Question

A Carnot engine is operating between a hot body and cold body maintained at temperatures \( T_1 \) and \( T_2 \) respectively. Consider the following three cases:
• Case-I: The temperature of the hot body is changed to \( T_1 + \Delta T \) and cold body is at \( T_2 \).
• Case-II: The temperature of the hot body is at \( T_1 \) and cold body is changed to \( T_2 + \Delta T \).
• Case-III: The temperature of the hot body is at \( T_1 \) and cold body is changed to \( T_2 - \Delta T \).
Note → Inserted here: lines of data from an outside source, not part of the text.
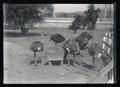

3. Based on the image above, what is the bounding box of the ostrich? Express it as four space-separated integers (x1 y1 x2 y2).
63 39 83 66
75 32 93 41
75 32 93 50
88 43 112 71
50 33 65 45
87 43 102 66
30 41 44 66
78 37 89 50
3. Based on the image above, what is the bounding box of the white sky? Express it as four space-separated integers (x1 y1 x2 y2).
54 4 114 13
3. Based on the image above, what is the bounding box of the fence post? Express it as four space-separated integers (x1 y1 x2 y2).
41 32 45 43
102 31 113 83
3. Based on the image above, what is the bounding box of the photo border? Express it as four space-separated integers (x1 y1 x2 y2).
1 0 119 87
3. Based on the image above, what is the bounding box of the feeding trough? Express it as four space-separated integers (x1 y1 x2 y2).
46 46 64 66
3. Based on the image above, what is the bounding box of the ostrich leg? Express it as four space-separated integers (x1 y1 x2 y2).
67 53 71 66
34 51 40 66
72 54 76 67
34 51 37 66
63 49 68 64
34 51 36 57
68 59 70 66
92 56 95 66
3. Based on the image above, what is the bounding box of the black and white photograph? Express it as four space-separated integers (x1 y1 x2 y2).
3 4 115 84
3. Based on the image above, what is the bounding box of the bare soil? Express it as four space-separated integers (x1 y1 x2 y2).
4 28 107 83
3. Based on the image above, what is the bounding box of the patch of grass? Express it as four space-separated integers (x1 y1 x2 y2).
4 31 50 38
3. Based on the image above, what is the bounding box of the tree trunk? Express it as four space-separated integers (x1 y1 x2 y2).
21 24 28 35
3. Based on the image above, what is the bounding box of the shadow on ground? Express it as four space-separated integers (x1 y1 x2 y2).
81 62 94 69
29 60 62 65
4 32 50 38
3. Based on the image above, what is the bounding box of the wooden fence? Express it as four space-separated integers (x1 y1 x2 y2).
87 30 114 83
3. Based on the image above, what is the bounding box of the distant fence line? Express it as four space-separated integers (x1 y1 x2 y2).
5 17 113 29
33 18 113 29
43 17 113 22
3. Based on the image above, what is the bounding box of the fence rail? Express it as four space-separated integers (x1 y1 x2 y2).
43 17 113 23
87 60 113 83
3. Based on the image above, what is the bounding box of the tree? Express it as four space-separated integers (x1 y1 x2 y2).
69 15 84 33
6 4 53 35
69 4 101 33
84 4 101 31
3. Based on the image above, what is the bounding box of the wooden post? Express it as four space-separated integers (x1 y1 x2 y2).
41 32 45 43
105 4 107 30
105 4 107 18
110 4 111 18
53 5 55 18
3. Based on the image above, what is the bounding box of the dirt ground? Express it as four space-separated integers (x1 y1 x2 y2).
4 28 107 84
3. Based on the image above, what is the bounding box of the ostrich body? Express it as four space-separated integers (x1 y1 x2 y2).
78 38 89 50
30 41 44 66
75 32 93 50
50 33 65 45
75 32 93 42
63 39 83 66
88 43 102 66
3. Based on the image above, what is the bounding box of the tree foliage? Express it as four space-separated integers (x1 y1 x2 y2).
6 4 53 35
69 15 84 33
84 4 101 30
69 4 101 32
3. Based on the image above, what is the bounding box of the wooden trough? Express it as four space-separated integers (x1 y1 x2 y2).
46 45 64 66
The efficiency of the Carnot cycle is highest for:

• A. The efficiency of the Carnot cycle is highest for case-I
• B. The efficiency of the Carnot cycle is highest for case-II
• C. The efficiency of the Carnot cycle is highest for case-III
• D. The efficiency of case-II is higher than case-III
• E. The efficiency of the Carnot cycle is same for all three cases

Hint:

Lowering cold reservoir temperature increases efficiency more effectively than raising hot temperature.

Answer 1

The Correct Option is C

Concept:
Carnot efficiency: \[ \eta = 1 - \frac{T_c}{T_h} \]
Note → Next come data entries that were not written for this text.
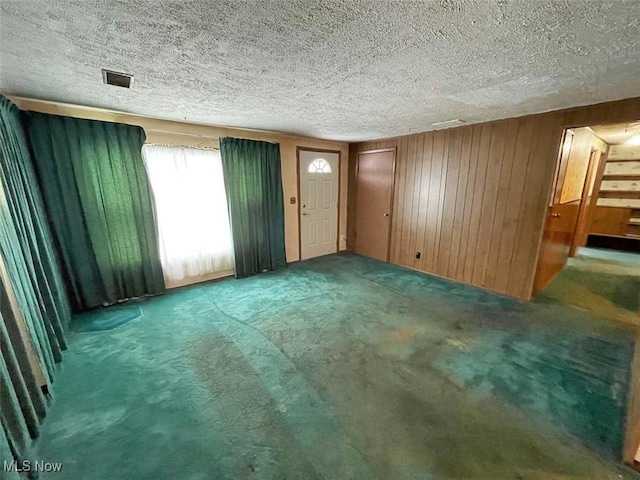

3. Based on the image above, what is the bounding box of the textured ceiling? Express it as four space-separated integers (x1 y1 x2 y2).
1 0 640 142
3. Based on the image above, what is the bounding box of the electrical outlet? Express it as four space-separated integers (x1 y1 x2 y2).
415 251 421 259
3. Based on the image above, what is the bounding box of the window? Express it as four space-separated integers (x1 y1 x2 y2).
142 145 234 287
308 158 332 173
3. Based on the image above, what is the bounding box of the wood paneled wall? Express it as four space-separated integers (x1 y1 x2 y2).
349 97 640 300
561 129 607 256
559 128 607 204
590 207 632 236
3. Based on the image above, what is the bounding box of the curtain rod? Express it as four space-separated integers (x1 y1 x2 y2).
145 142 219 151
144 128 218 138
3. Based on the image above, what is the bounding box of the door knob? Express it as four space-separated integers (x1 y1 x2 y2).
383 213 389 217
302 212 309 216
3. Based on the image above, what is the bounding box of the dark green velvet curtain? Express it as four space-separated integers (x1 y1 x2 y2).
23 112 165 311
0 95 70 464
220 137 286 278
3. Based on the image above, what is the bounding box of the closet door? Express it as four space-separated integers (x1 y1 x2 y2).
354 148 396 262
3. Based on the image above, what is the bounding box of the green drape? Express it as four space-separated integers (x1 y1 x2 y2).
23 112 165 311
0 96 69 371
220 137 286 278
1 95 70 464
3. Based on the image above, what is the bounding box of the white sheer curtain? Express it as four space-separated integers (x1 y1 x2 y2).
142 145 234 287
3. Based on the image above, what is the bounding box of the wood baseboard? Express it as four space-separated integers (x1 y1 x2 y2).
586 234 640 253
165 269 234 289
624 329 640 470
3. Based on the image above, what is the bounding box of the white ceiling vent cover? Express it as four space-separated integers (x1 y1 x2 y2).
101 69 133 88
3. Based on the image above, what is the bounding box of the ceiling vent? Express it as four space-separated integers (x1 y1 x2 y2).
101 69 133 88
432 119 465 128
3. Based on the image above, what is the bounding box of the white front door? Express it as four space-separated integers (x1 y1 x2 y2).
299 150 339 260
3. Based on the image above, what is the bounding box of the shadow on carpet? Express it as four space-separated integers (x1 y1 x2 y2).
71 303 143 332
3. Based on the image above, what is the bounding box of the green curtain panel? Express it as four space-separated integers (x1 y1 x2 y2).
23 111 165 311
1 274 46 467
220 137 286 278
0 95 70 464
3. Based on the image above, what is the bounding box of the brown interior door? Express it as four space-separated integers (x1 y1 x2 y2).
354 148 396 261
534 202 582 293
533 130 578 294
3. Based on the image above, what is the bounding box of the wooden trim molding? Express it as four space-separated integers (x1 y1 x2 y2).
164 270 234 289
624 328 640 471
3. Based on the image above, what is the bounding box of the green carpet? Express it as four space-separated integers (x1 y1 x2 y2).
536 247 640 326
31 252 639 479
71 304 143 332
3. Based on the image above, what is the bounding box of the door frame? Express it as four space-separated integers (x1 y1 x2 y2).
569 146 606 256
533 127 608 293
355 147 397 262
625 329 640 472
534 119 640 469
296 146 342 262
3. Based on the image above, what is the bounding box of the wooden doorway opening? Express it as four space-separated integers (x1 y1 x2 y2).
533 120 640 471
534 120 640 296
533 127 608 294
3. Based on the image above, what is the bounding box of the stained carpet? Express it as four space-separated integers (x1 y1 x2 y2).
31 251 640 479
536 247 640 326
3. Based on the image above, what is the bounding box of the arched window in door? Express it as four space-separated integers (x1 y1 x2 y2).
308 158 332 174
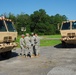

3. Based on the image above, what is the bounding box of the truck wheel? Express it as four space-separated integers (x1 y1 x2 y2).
0 51 12 58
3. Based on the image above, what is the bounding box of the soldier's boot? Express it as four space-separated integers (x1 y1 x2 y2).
23 54 25 56
25 55 28 58
20 53 22 56
38 53 40 56
36 53 40 57
32 54 35 56
23 53 27 58
30 54 35 58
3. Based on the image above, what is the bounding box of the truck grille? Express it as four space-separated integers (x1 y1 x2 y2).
67 33 75 38
4 36 12 42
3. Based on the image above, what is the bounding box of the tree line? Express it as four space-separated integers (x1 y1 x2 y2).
2 9 68 35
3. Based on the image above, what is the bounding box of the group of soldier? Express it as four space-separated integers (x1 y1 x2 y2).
20 33 40 58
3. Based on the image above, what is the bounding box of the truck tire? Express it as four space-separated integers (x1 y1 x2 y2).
62 41 67 48
0 51 12 58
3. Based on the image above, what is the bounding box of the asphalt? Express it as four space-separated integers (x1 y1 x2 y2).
0 45 76 75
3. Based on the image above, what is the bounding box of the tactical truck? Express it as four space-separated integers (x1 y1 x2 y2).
60 20 76 47
0 16 17 58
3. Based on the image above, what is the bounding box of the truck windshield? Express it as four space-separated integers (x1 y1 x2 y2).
0 20 7 31
61 22 70 30
5 21 16 32
72 22 76 29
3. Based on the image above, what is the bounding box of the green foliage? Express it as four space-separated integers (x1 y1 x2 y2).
40 34 61 46
4 9 68 35
42 34 61 38
40 40 61 46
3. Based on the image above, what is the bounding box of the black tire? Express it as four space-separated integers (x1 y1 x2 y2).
0 51 12 58
62 41 67 48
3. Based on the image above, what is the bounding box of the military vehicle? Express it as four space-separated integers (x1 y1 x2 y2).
60 20 76 47
0 16 17 58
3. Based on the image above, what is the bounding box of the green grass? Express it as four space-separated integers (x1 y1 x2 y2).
16 35 20 43
16 34 61 47
42 34 61 38
16 35 20 47
40 39 61 46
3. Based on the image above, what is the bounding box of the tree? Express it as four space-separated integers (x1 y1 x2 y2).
1 9 68 35
30 9 50 34
16 13 30 34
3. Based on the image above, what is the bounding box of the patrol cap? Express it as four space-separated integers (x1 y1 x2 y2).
31 32 35 35
21 34 25 36
26 33 29 36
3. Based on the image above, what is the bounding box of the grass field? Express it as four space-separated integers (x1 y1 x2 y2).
40 40 61 46
16 34 61 47
41 35 61 39
40 35 61 46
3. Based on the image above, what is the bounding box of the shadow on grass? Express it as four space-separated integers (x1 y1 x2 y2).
54 43 76 48
0 52 18 61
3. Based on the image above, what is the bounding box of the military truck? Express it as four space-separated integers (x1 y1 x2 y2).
0 16 17 58
60 20 76 47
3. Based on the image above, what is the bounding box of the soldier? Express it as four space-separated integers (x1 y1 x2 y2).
30 33 36 56
20 34 25 56
24 33 33 58
34 33 40 56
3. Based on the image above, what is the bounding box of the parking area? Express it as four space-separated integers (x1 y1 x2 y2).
0 46 76 75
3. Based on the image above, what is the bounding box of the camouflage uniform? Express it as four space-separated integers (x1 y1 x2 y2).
35 34 40 56
24 33 33 57
30 34 36 55
20 36 25 55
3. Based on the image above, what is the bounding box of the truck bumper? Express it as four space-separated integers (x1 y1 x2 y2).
60 38 76 44
0 42 17 53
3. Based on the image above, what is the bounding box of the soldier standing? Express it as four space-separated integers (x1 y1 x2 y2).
24 33 33 58
30 33 36 56
20 34 25 55
34 33 40 56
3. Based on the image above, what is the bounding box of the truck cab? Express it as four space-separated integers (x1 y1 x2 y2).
0 16 17 58
60 20 76 47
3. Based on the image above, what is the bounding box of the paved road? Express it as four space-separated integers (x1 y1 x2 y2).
0 45 76 75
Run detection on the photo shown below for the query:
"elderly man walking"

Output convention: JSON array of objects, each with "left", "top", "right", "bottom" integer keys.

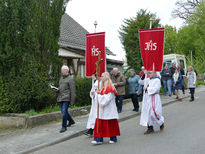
[
  {"left": 111, "top": 68, "right": 126, "bottom": 113},
  {"left": 56, "top": 65, "right": 76, "bottom": 133}
]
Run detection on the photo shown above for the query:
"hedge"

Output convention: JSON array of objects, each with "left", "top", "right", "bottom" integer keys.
[
  {"left": 0, "top": 76, "right": 136, "bottom": 113},
  {"left": 0, "top": 76, "right": 93, "bottom": 113},
  {"left": 74, "top": 77, "right": 92, "bottom": 107}
]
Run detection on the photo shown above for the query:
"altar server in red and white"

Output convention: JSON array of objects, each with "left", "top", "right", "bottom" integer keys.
[
  {"left": 91, "top": 72, "right": 120, "bottom": 144},
  {"left": 140, "top": 70, "right": 164, "bottom": 134},
  {"left": 85, "top": 75, "right": 100, "bottom": 136}
]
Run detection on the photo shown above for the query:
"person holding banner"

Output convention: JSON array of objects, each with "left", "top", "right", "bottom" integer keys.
[
  {"left": 85, "top": 74, "right": 100, "bottom": 136},
  {"left": 140, "top": 70, "right": 164, "bottom": 135},
  {"left": 92, "top": 72, "right": 120, "bottom": 144}
]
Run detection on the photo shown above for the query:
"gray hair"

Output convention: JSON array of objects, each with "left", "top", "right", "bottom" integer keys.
[
  {"left": 61, "top": 65, "right": 69, "bottom": 71},
  {"left": 113, "top": 68, "right": 118, "bottom": 71},
  {"left": 129, "top": 69, "right": 135, "bottom": 73}
]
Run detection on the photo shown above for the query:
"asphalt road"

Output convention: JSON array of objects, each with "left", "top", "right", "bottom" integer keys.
[{"left": 32, "top": 91, "right": 205, "bottom": 154}]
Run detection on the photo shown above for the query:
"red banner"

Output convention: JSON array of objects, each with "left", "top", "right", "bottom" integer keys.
[
  {"left": 139, "top": 28, "right": 164, "bottom": 72},
  {"left": 86, "top": 32, "right": 105, "bottom": 77}
]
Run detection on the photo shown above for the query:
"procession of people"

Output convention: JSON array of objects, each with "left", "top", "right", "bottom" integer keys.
[
  {"left": 52, "top": 59, "right": 199, "bottom": 146},
  {"left": 50, "top": 25, "right": 200, "bottom": 146}
]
Step 1: Write efficiencies
\[ \eta_1 = 1 - \frac{T_2}{T_1 + \Delta T} \] \[ \eta_2 = 1 - \frac{T_2 + \Delta T}{T_1} \] \[ \eta_3 = 1 - \frac{T_2 - \Delta T}{T_1} \]

Step 2: Compare physically
Increasing \(T_h\) increases efficiency and decreasing \(T_c\) increases efficiency even more.

Step 3: Conclusion
\[ \eta_3 > \eta_1 > \eta_2 \] \[ \boxed{\text{Efficiency is highest for Case-III}} \]